March 27, 2024, 11:00 AM - 12:00 PM
Location:
Conference Room 301
Rutgers University
CoRE Building
96 Frelinghuysen Road
Piscataway, NJ 08854
Chengyuan Deng, Rutgers University
The hereditary discrepancy of a set system is a quantitative measure of the pseudorandom properties of the system. Roughly speaking, hereditary discrepancy measures how well one can 2-color the elements of the system so that each set contains approximately the same number of elements of each color. In this work, we study the upper and lower bounds on the hereditary discrepancy of set systems of unique shortest paths in graphs.

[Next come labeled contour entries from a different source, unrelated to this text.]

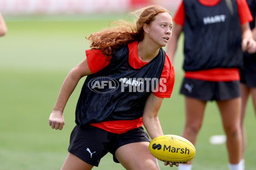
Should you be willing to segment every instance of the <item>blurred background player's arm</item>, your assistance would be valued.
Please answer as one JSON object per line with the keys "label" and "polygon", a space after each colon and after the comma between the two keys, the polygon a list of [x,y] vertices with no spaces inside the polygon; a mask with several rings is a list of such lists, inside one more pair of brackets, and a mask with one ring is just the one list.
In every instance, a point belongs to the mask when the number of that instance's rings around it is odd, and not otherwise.
{"label": "blurred background player's arm", "polygon": [[7,32],[7,27],[1,12],[0,12],[0,36],[4,35],[6,32]]}
{"label": "blurred background player's arm", "polygon": [[256,51],[256,42],[253,38],[256,36],[255,33],[254,33],[254,35],[252,34],[249,23],[241,25],[241,30],[243,51],[247,51],[249,54],[254,53]]}

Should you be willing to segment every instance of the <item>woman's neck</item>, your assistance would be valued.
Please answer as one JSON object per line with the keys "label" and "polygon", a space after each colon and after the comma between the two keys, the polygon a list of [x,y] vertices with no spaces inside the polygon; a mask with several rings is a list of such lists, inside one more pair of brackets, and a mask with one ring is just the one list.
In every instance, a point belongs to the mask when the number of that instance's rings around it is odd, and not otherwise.
{"label": "woman's neck", "polygon": [[159,52],[159,48],[154,48],[143,40],[138,44],[138,56],[143,62],[149,62],[157,55]]}

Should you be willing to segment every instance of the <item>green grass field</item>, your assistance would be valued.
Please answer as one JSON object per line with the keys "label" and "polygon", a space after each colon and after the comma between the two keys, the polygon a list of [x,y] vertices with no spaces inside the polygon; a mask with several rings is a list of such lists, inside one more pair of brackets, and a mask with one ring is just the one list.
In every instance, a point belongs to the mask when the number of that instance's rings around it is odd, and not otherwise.
{"label": "green grass field", "polygon": [[[85,37],[119,18],[110,16],[70,17],[68,21],[61,17],[45,19],[6,18],[8,32],[0,38],[1,170],[60,169],[67,154],[70,135],[75,125],[75,107],[84,79],[65,108],[64,129],[52,129],[49,116],[66,76],[85,57],[84,51],[89,45],[85,42]],[[164,100],[159,114],[165,134],[180,135],[184,122],[184,97],[179,94],[183,75],[182,40],[179,43],[174,63],[173,92],[170,99]],[[256,120],[250,100],[245,123],[248,140],[245,169],[255,170]],[[196,146],[194,170],[228,169],[225,144],[212,145],[209,142],[211,136],[224,134],[216,104],[209,102]],[[159,163],[161,170],[177,169]],[[111,154],[94,169],[124,169],[113,161]]]}

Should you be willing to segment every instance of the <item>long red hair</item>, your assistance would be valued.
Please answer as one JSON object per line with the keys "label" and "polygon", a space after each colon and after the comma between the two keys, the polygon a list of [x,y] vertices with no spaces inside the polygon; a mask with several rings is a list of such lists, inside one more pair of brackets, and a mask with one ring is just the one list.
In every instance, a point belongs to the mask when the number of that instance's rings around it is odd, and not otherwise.
{"label": "long red hair", "polygon": [[[131,12],[130,14],[137,18],[136,24],[125,21],[112,23],[109,28],[91,34],[86,39],[91,42],[90,48],[99,49],[105,57],[109,58],[115,50],[122,45],[134,41],[141,41],[144,38],[144,24],[150,24],[154,17],[161,12],[171,14],[159,6],[145,7]],[[138,14],[140,14],[139,16]]]}

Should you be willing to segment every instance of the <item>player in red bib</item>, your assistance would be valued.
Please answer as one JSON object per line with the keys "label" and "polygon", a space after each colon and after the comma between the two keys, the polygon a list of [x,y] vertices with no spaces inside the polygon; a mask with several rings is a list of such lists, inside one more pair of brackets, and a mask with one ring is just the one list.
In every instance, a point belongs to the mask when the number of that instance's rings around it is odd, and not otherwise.
{"label": "player in red bib", "polygon": [[[185,73],[180,93],[185,95],[186,118],[182,136],[195,144],[207,102],[216,101],[231,170],[241,170],[238,68],[243,62],[242,50],[255,51],[249,26],[252,20],[245,0],[183,0],[175,15],[167,48],[172,61],[183,31]],[[179,169],[191,170],[191,163],[180,164]]]}
{"label": "player in red bib", "polygon": [[[253,33],[253,37],[256,40],[255,16],[256,15],[256,1],[247,0],[251,14],[253,18],[250,23]],[[256,113],[256,53],[249,54],[244,53],[244,64],[240,70],[241,77],[241,96],[242,99],[242,113],[241,115],[241,130],[242,132],[242,159],[241,163],[244,169],[244,155],[246,146],[246,133],[244,125],[244,119],[246,111],[246,106],[249,96],[251,95],[254,111]]]}
{"label": "player in red bib", "polygon": [[87,38],[92,42],[87,58],[63,84],[49,118],[56,130],[63,128],[67,102],[87,76],[62,170],[90,170],[108,152],[126,169],[159,169],[142,126],[151,139],[163,135],[158,114],[163,98],[170,97],[175,73],[162,47],[171,38],[172,22],[159,6],[137,12],[141,14],[136,26],[124,22]]}

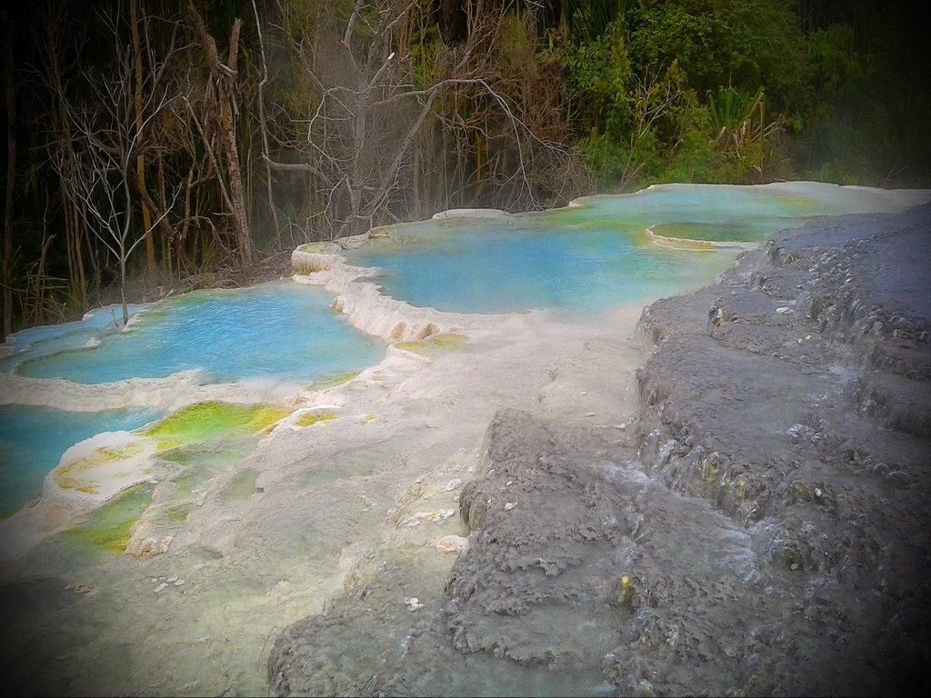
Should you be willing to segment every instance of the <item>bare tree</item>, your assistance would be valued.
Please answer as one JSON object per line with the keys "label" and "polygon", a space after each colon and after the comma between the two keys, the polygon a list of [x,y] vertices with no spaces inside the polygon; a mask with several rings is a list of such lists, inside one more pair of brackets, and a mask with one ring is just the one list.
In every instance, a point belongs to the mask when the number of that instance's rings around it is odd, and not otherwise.
{"label": "bare tree", "polygon": [[[165,69],[172,53],[169,50],[164,60],[153,66],[146,98],[139,103],[139,92],[133,89],[133,47],[119,43],[118,16],[101,19],[110,22],[115,38],[114,70],[102,77],[84,74],[94,92],[87,103],[75,104],[63,93],[59,95],[72,142],[53,142],[51,161],[69,195],[80,203],[88,229],[116,260],[125,325],[128,321],[127,262],[152,229],[165,220],[182,189],[179,185],[173,192],[170,204],[155,221],[142,227],[133,224],[131,190],[138,181],[142,134],[180,95],[169,95],[165,84]],[[137,118],[138,114],[144,116]],[[154,209],[151,199],[146,205]]]}
{"label": "bare tree", "polygon": [[0,342],[7,339],[13,325],[13,198],[16,191],[16,87],[13,83],[13,40],[10,36],[9,18],[2,10],[4,26],[4,85],[7,92],[7,200],[3,220],[3,333]]}
{"label": "bare tree", "polygon": [[[208,33],[204,19],[197,11],[193,0],[188,0],[187,11],[194,23],[197,39],[204,51],[204,58],[210,71],[207,96],[204,100],[203,124],[198,125],[198,128],[205,135],[205,144],[208,144],[206,141],[210,140],[213,135],[218,135],[223,142],[229,179],[229,191],[224,198],[230,206],[241,262],[243,265],[249,265],[252,263],[252,238],[246,218],[245,189],[242,182],[242,168],[239,165],[239,150],[236,142],[236,116],[239,113],[236,100],[236,78],[238,77],[236,65],[242,20],[236,20],[233,24],[226,62],[224,63],[220,60],[217,53],[217,43]],[[209,146],[208,145],[208,147]]]}
{"label": "bare tree", "polygon": [[[437,139],[431,135],[434,126],[441,127],[441,138],[452,134],[457,142],[464,142],[474,127],[459,114],[459,94],[479,96],[507,132],[515,161],[503,183],[513,182],[512,198],[521,208],[541,207],[532,183],[533,151],[566,150],[536,138],[493,84],[488,49],[506,8],[466,2],[466,38],[453,48],[443,47],[425,73],[422,58],[419,64],[412,60],[409,45],[413,22],[423,24],[421,5],[416,0],[358,0],[344,26],[325,17],[324,8],[318,8],[317,17],[292,20],[313,25],[303,34],[301,26],[286,26],[306,97],[290,109],[281,106],[291,131],[279,137],[279,144],[293,161],[279,157],[272,166],[309,178],[318,196],[313,223],[331,238],[362,233],[385,219],[398,220],[394,210],[408,198],[418,199],[408,210],[420,208],[425,154],[445,148],[445,143],[432,142]],[[457,151],[456,167],[463,160],[464,154]],[[495,164],[505,165],[500,160]]]}

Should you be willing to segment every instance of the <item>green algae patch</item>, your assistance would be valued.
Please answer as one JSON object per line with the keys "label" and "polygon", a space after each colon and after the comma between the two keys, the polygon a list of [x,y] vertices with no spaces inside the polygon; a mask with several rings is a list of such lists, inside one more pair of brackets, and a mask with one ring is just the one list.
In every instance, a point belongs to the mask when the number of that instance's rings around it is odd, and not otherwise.
{"label": "green algae patch", "polygon": [[255,470],[247,469],[237,473],[220,493],[220,500],[226,503],[245,502],[257,491],[255,481],[258,478],[259,473]]}
{"label": "green algae patch", "polygon": [[371,424],[372,423],[383,423],[387,422],[387,421],[388,420],[386,418],[381,416],[380,414],[369,414],[369,415],[366,415],[362,419],[362,421],[359,422],[358,423],[360,423],[360,424]]}
{"label": "green algae patch", "polygon": [[125,553],[133,524],[152,503],[153,490],[155,486],[149,484],[130,487],[60,535],[88,550]]}
{"label": "green algae patch", "polygon": [[425,340],[417,342],[399,342],[395,344],[398,349],[420,354],[429,358],[439,358],[447,354],[458,351],[468,338],[456,332],[435,334]]}
{"label": "green algae patch", "polygon": [[179,409],[145,432],[165,450],[227,436],[255,434],[289,414],[270,405],[200,402]]}
{"label": "green algae patch", "polygon": [[297,418],[295,423],[298,426],[310,426],[311,424],[316,424],[317,422],[327,422],[328,420],[334,419],[336,419],[336,415],[330,412],[304,412]]}

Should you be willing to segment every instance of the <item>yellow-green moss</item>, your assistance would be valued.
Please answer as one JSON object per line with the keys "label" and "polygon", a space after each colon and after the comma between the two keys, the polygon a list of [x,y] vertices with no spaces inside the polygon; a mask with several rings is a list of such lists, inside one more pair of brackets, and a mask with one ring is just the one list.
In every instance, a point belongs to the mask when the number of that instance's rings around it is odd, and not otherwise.
{"label": "yellow-green moss", "polygon": [[327,420],[336,419],[335,414],[320,413],[320,412],[304,412],[297,418],[298,426],[310,426],[311,424],[316,424],[317,422],[326,422]]}
{"label": "yellow-green moss", "polygon": [[153,485],[131,487],[95,509],[81,523],[61,532],[69,543],[83,548],[123,553],[132,526],[152,502]]}
{"label": "yellow-green moss", "polygon": [[371,424],[372,422],[387,422],[387,420],[379,414],[368,414],[358,423]]}
{"label": "yellow-green moss", "polygon": [[395,346],[430,358],[438,358],[445,354],[457,351],[466,343],[466,337],[456,332],[444,332],[417,342],[400,342]]}
{"label": "yellow-green moss", "polygon": [[270,405],[200,402],[166,417],[145,435],[155,438],[164,450],[233,434],[256,434],[289,411]]}

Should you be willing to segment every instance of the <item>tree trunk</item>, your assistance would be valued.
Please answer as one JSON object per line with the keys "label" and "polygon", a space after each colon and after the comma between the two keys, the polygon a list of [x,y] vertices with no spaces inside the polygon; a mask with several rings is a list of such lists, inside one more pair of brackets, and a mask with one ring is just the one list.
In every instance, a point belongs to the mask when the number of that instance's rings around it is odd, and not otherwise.
{"label": "tree trunk", "polygon": [[126,303],[126,255],[119,258],[119,297],[123,302],[123,327],[129,322],[129,308]]}
{"label": "tree trunk", "polygon": [[[236,100],[236,61],[239,53],[239,32],[242,29],[242,20],[233,23],[230,34],[229,55],[227,64],[220,61],[217,55],[217,44],[207,33],[207,25],[200,16],[193,0],[188,0],[187,10],[194,22],[195,29],[204,51],[204,58],[210,69],[219,111],[219,130],[226,155],[226,171],[229,175],[229,194],[233,218],[233,227],[239,247],[240,262],[243,266],[252,263],[252,240],[249,232],[249,221],[246,217],[246,200],[242,184],[242,170],[239,167],[239,151],[236,138],[236,115],[237,111]],[[206,124],[205,124],[206,128]]]}
{"label": "tree trunk", "polygon": [[[142,47],[139,38],[139,0],[130,0],[129,24],[132,26],[132,53],[136,68],[136,89],[133,96],[133,106],[136,112],[136,132],[138,141],[136,147],[140,150],[136,158],[136,187],[140,192],[145,191],[145,156],[142,154]],[[155,231],[152,230],[152,211],[144,199],[140,201],[142,209],[142,229],[145,233],[145,261],[149,278],[155,278],[158,272],[155,266]]]}
{"label": "tree trunk", "polygon": [[7,88],[7,200],[3,216],[3,334],[0,342],[13,330],[13,196],[16,191],[16,88],[13,84],[13,38],[7,10],[3,10],[7,44],[4,78]]}

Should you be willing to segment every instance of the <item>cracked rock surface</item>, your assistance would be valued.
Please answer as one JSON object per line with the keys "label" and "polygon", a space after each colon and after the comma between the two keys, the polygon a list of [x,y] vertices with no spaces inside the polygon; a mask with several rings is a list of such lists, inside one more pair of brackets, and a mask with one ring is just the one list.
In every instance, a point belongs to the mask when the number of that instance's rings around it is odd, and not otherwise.
{"label": "cracked rock surface", "polygon": [[445,585],[382,559],[272,693],[924,694],[929,262],[931,207],[823,219],[652,304],[626,428],[498,412]]}

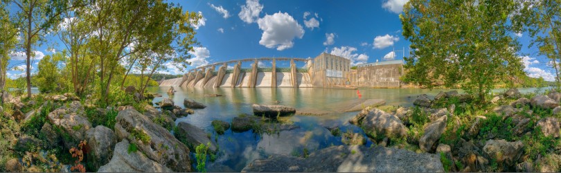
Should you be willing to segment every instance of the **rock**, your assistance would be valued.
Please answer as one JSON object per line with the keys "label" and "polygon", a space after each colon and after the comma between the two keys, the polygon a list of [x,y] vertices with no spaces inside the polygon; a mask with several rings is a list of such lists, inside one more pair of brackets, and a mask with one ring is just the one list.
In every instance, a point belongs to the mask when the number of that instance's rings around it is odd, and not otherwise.
{"label": "rock", "polygon": [[276,118],[277,116],[285,116],[292,115],[296,113],[294,107],[283,105],[261,105],[253,104],[251,105],[253,109],[253,115],[261,116],[262,115],[269,118]]}
{"label": "rock", "polygon": [[[177,128],[175,130],[176,131],[174,133],[175,137],[189,147],[190,149],[195,150],[197,146],[203,144],[208,147],[208,149],[211,152],[216,152],[216,145],[214,142],[211,141],[206,136],[206,133],[199,129],[199,127],[181,122],[177,125]],[[210,145],[208,145],[209,143]]]}
{"label": "rock", "polygon": [[160,107],[166,110],[172,110],[173,106],[173,100],[170,98],[164,98],[161,100],[161,102],[160,102]]}
{"label": "rock", "polygon": [[91,124],[86,118],[86,112],[79,101],[64,105],[51,112],[47,118],[54,127],[60,128],[62,136],[66,148],[78,146],[80,140],[84,139],[86,131],[91,128]]}
{"label": "rock", "polygon": [[308,158],[274,154],[256,159],[242,172],[441,172],[438,156],[383,147],[332,146],[310,154]]}
{"label": "rock", "polygon": [[190,109],[204,109],[205,107],[206,107],[206,106],[203,104],[202,103],[197,102],[195,102],[195,100],[186,98],[183,100],[183,105],[184,105],[186,108],[190,108]]}
{"label": "rock", "polygon": [[522,96],[517,89],[510,89],[504,92],[504,96],[508,98],[517,99]]}
{"label": "rock", "polygon": [[12,158],[6,162],[6,171],[8,172],[20,172],[24,166],[17,161],[17,158]]}
{"label": "rock", "polygon": [[112,150],[117,143],[117,136],[113,130],[98,125],[86,131],[86,140],[89,146],[88,158],[96,161],[92,162],[96,169],[109,162]]}
{"label": "rock", "polygon": [[553,109],[559,106],[559,102],[544,95],[535,95],[530,100],[530,104],[532,107],[542,109]]}
{"label": "rock", "polygon": [[447,120],[448,116],[444,116],[425,127],[425,134],[419,139],[419,147],[421,151],[429,152],[431,150],[432,145],[440,138],[440,135],[446,129]]}
{"label": "rock", "polygon": [[175,172],[191,171],[189,149],[146,116],[134,109],[121,111],[114,129],[119,139],[130,140],[150,159]]}
{"label": "rock", "polygon": [[454,90],[446,92],[446,98],[451,98],[452,97],[456,97],[458,95],[458,91]]}
{"label": "rock", "polygon": [[213,120],[211,122],[213,125],[214,131],[218,134],[224,134],[224,132],[230,129],[230,123],[222,120]]}
{"label": "rock", "polygon": [[552,114],[553,116],[556,116],[558,115],[560,112],[561,112],[561,107],[556,107],[555,108],[553,108],[553,110],[552,111]]}
{"label": "rock", "polygon": [[520,154],[524,152],[524,143],[518,140],[507,142],[504,139],[488,140],[483,148],[483,152],[488,158],[495,159],[498,163],[512,166],[518,161]]}
{"label": "rock", "polygon": [[135,88],[134,86],[131,85],[131,86],[127,86],[127,88],[125,89],[125,93],[128,93],[128,94],[132,94],[132,93],[136,93],[136,88]]}
{"label": "rock", "polygon": [[358,111],[368,107],[375,107],[386,104],[386,100],[382,99],[368,99],[357,102],[354,105],[351,105],[350,108],[347,109],[345,111]]}
{"label": "rock", "polygon": [[559,122],[556,118],[546,117],[537,122],[537,127],[540,127],[542,132],[546,136],[559,137]]}
{"label": "rock", "polygon": [[55,129],[53,128],[53,125],[51,123],[45,123],[43,125],[43,127],[41,128],[41,133],[42,133],[45,136],[45,144],[49,145],[49,147],[55,147],[60,141],[62,140],[62,138],[60,138],[60,135],[57,134],[57,131],[55,131]]}
{"label": "rock", "polygon": [[359,133],[347,132],[343,133],[343,138],[341,139],[341,142],[349,145],[364,145],[366,143],[366,139]]}
{"label": "rock", "polygon": [[530,104],[530,99],[526,98],[519,98],[518,100],[516,100],[516,101],[510,103],[510,106],[515,108],[523,107],[528,104]]}
{"label": "rock", "polygon": [[519,110],[515,109],[510,105],[499,106],[493,109],[493,111],[499,116],[508,117],[517,113]]}
{"label": "rock", "polygon": [[439,92],[434,96],[434,100],[440,100],[440,99],[446,98],[446,93],[443,91]]}
{"label": "rock", "polygon": [[367,108],[353,118],[350,122],[361,127],[371,138],[377,135],[402,137],[407,129],[399,118],[375,108]]}
{"label": "rock", "polygon": [[211,93],[211,94],[205,94],[205,97],[220,97],[224,96],[224,95],[219,94],[219,93]]}
{"label": "rock", "polygon": [[557,102],[559,102],[559,101],[561,100],[561,93],[558,93],[555,91],[548,94],[547,96]]}
{"label": "rock", "polygon": [[430,107],[431,103],[431,101],[430,99],[429,99],[428,95],[426,94],[421,94],[417,96],[417,98],[413,102],[413,105],[422,107]]}
{"label": "rock", "polygon": [[115,145],[111,161],[99,168],[98,172],[171,172],[170,168],[150,160],[141,151],[131,151],[126,139]]}
{"label": "rock", "polygon": [[55,102],[65,102],[66,100],[68,100],[68,98],[62,95],[56,95],[53,96],[53,100]]}

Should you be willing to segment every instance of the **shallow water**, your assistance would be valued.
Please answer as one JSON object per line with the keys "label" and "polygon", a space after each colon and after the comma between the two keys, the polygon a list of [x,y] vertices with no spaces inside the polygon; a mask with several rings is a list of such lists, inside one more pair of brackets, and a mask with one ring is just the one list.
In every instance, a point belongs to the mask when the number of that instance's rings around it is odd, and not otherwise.
{"label": "shallow water", "polygon": [[[326,127],[339,127],[342,132],[353,131],[364,134],[362,130],[348,122],[357,112],[336,113],[322,116],[294,115],[289,118],[300,127],[290,131],[281,131],[276,134],[256,134],[251,130],[242,133],[229,129],[224,135],[217,136],[211,122],[221,120],[231,122],[240,113],[252,114],[251,104],[278,104],[298,109],[340,112],[341,102],[359,99],[357,90],[336,89],[293,88],[181,88],[171,97],[178,106],[184,107],[184,98],[193,99],[207,106],[196,109],[195,113],[178,118],[176,123],[187,122],[211,134],[212,140],[217,141],[220,152],[214,162],[206,163],[208,172],[240,172],[256,158],[267,158],[271,154],[292,155],[301,154],[304,148],[310,152],[331,145],[343,145],[340,136],[333,136]],[[148,91],[161,93],[167,98],[169,87],[150,87]],[[533,92],[537,89],[520,89],[520,91]],[[495,89],[501,92],[505,89]],[[416,95],[426,93],[434,97],[439,91],[449,89],[359,89],[362,99],[380,98],[386,104],[411,106]],[[218,93],[222,97],[205,97],[205,94]],[[157,98],[154,102],[161,100]],[[372,142],[367,138],[366,146]],[[193,161],[194,159],[192,159]]]}

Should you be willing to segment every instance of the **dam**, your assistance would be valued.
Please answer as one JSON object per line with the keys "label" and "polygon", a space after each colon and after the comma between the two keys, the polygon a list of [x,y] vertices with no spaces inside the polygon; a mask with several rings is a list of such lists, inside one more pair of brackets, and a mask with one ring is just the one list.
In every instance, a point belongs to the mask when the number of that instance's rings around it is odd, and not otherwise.
{"label": "dam", "polygon": [[[260,67],[270,62],[271,67]],[[278,67],[277,62],[290,62]],[[242,63],[252,62],[249,68]],[[302,68],[296,62],[303,62]],[[233,66],[231,66],[233,64]],[[323,53],[315,58],[260,57],[231,60],[197,67],[183,77],[165,80],[160,86],[185,88],[399,88],[403,73],[401,60],[357,66],[351,69],[350,60]]]}

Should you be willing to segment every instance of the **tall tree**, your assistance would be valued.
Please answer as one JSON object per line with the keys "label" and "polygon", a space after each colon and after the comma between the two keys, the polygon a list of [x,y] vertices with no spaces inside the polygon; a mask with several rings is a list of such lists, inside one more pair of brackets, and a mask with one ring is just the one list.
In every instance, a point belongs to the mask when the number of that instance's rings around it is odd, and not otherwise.
{"label": "tall tree", "polygon": [[521,33],[528,31],[533,38],[529,47],[537,46],[540,55],[551,60],[555,80],[558,86],[561,86],[558,62],[561,60],[561,0],[517,0],[517,2],[520,6],[514,15],[515,28]]}
{"label": "tall tree", "polygon": [[60,21],[60,15],[68,9],[64,0],[4,0],[19,8],[18,17],[21,20],[23,48],[26,53],[26,80],[27,96],[31,97],[31,57],[34,46],[43,41],[53,26]]}
{"label": "tall tree", "polygon": [[522,74],[520,45],[512,37],[513,0],[411,0],[400,15],[415,50],[405,58],[406,81],[429,88],[458,83],[485,101],[497,82]]}
{"label": "tall tree", "polygon": [[6,3],[0,2],[0,91],[4,91],[6,81],[6,71],[10,60],[10,53],[13,51],[17,43],[17,27],[15,21],[10,17]]}

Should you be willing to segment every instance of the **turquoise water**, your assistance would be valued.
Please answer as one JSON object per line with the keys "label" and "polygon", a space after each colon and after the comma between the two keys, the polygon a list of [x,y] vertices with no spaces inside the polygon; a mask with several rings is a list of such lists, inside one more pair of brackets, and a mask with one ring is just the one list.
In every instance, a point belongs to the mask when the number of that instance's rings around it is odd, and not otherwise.
{"label": "turquoise water", "polygon": [[[150,92],[159,93],[163,98],[169,87],[150,87]],[[217,159],[206,163],[209,172],[240,172],[245,165],[256,158],[267,158],[272,154],[291,155],[302,153],[304,148],[310,152],[331,145],[343,145],[341,137],[333,136],[326,127],[339,127],[341,131],[347,130],[364,134],[359,127],[350,125],[348,120],[357,112],[334,113],[322,116],[294,115],[290,118],[300,127],[290,131],[281,131],[277,134],[256,134],[251,131],[237,133],[229,129],[225,134],[217,136],[211,122],[221,120],[231,122],[240,113],[252,114],[251,104],[278,104],[296,109],[340,112],[341,103],[359,99],[357,90],[335,89],[292,89],[292,88],[180,88],[172,97],[175,104],[183,107],[184,98],[189,98],[207,106],[204,109],[195,110],[195,113],[178,118],[179,122],[187,122],[211,134],[212,140],[217,141],[220,152]],[[523,93],[534,92],[535,88],[520,89]],[[450,89],[359,89],[362,99],[380,98],[386,104],[411,106],[416,95],[426,93],[434,97],[439,91]],[[495,89],[502,92],[505,89]],[[205,94],[218,93],[222,97],[205,97]],[[163,98],[157,98],[158,102]],[[366,146],[372,143],[367,139]],[[192,159],[194,161],[194,159]]]}

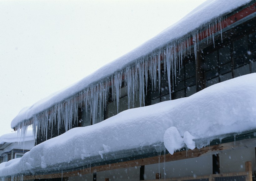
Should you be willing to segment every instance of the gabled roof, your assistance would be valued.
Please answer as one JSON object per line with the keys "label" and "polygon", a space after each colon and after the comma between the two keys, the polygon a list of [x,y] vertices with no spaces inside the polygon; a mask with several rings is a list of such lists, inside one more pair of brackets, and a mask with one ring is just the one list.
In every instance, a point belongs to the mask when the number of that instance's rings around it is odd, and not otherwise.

We show that any system of unique shortest paths in an undirected weighted graph has hereditary discrepancy $O(n^{1/4})$, and we construct lower bound examples demonstrating that this bound is tight up to polylog (n) factors, which holds even for planar graphs and bipartite graphs. We also show similar bounds on (non-hereditary) discrepancy in the setting of directed graphs. As applications, we improve the lower bound on the additive error for differentially-private all pairs shortest distances from $Omega(n^{1/6})$ [Chen et al.~SODA 23] to $tilde{Omega}(n^{1/4})$, and we improve the lower bound on additive error for the differentially-private all sets range queries problem to $tilde{Omega}(n^{1/4})$, which is tight up to $polylog (n)$ factors [Deng et al. WADS 23].